Q: Our son came home from college for Thanksgiving and when we got ready to go to church, he said he wasn't going because he did not believe in God anymore. What's happened to him? This has stunned us.
Perhaps not that unusual a circumstance. A young person in college rejects the religion he or she was brought up in, and the parents cannot understand it. Now how did Billy Graham respond?
A: We sometimes forget that most new college students are away from home for the first time and their newfound independence can sometimes throw them off balance before they realize it. They find it exhilarating to cast aside old beliefs and adopt new ones, just as your son has done.
The problem is that they usually don't have the ability to evaluate new ideas carefully and critically. Nor do they realize that they don't embrace such ideas because they are logical, but just to prove their independence. Unfortunately, on many campuses it's popular to reject the past and some professors take delight in encouraging this.
...and for brevity, the rest of the answer is tell your son you love him, get some books for him from a Christian bookstore, have your pastor talk to him, and pray for him.
Perhaps Billy Graham thinks all universities should be just like the institutions he attended - Bob Jones College and then Florida Bible Institute - places where they teach blind obedience to an ancient text and unthinking opposition to genuine critical thinking and logic. That's not education!
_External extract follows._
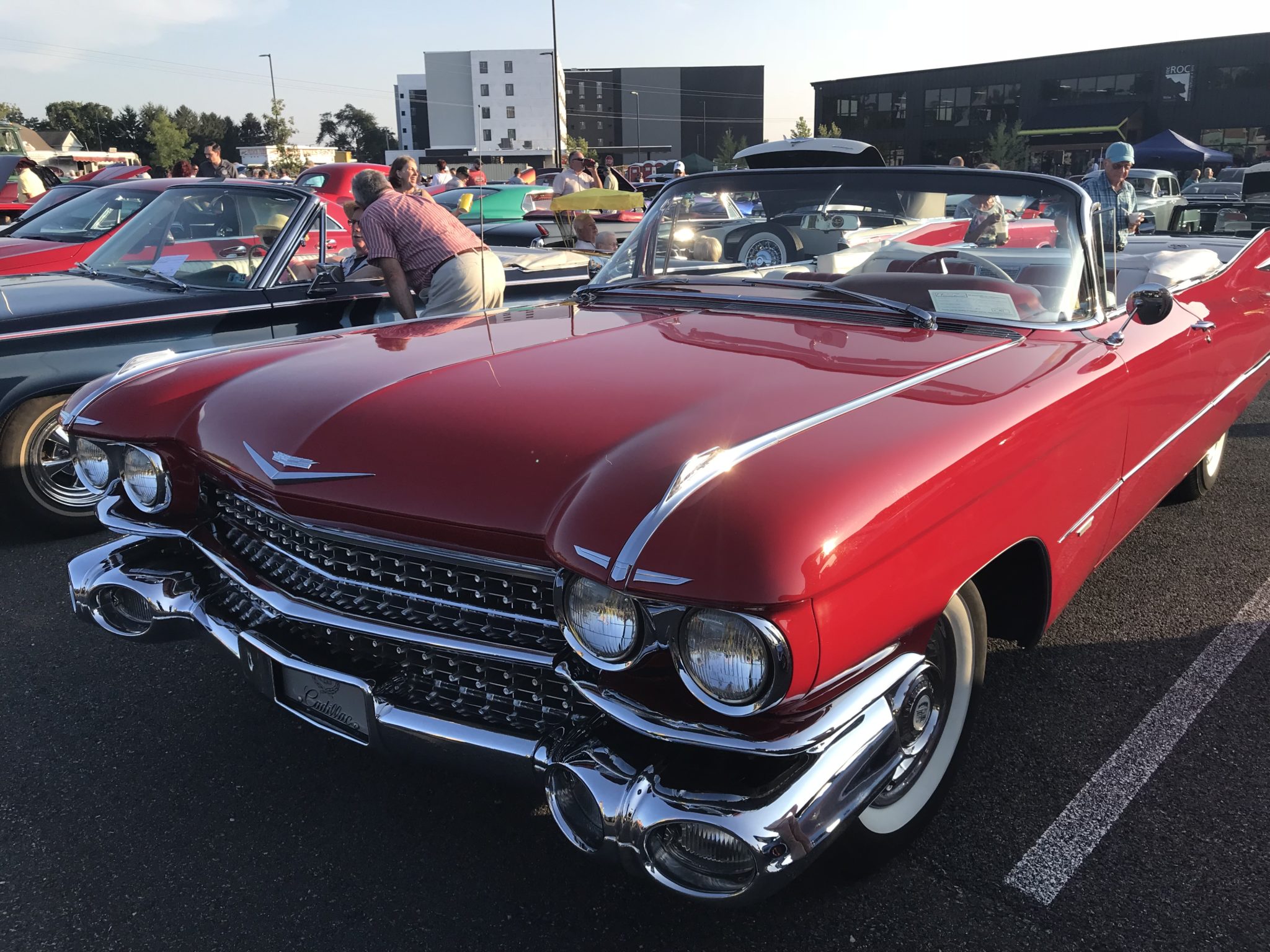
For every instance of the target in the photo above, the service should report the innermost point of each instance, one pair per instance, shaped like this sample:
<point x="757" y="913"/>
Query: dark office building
<point x="665" y="113"/>
<point x="1214" y="92"/>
The real problem[2] here, is that the son is actually being educated. He is learning to think for himself. He is exercising critical thinking. He is learning to apply logic to the beliefs his parents drilled into him in the first eighteen years or so of his life. And yes, some professors (and it should be the majority of them) do take delight in giving their students the tools to question what they have been taught in the past.
Based on his answer, I can only conclude that Billy Graham is against a real university education. His form of Christianity cannot stand up to the light of actual knowledge.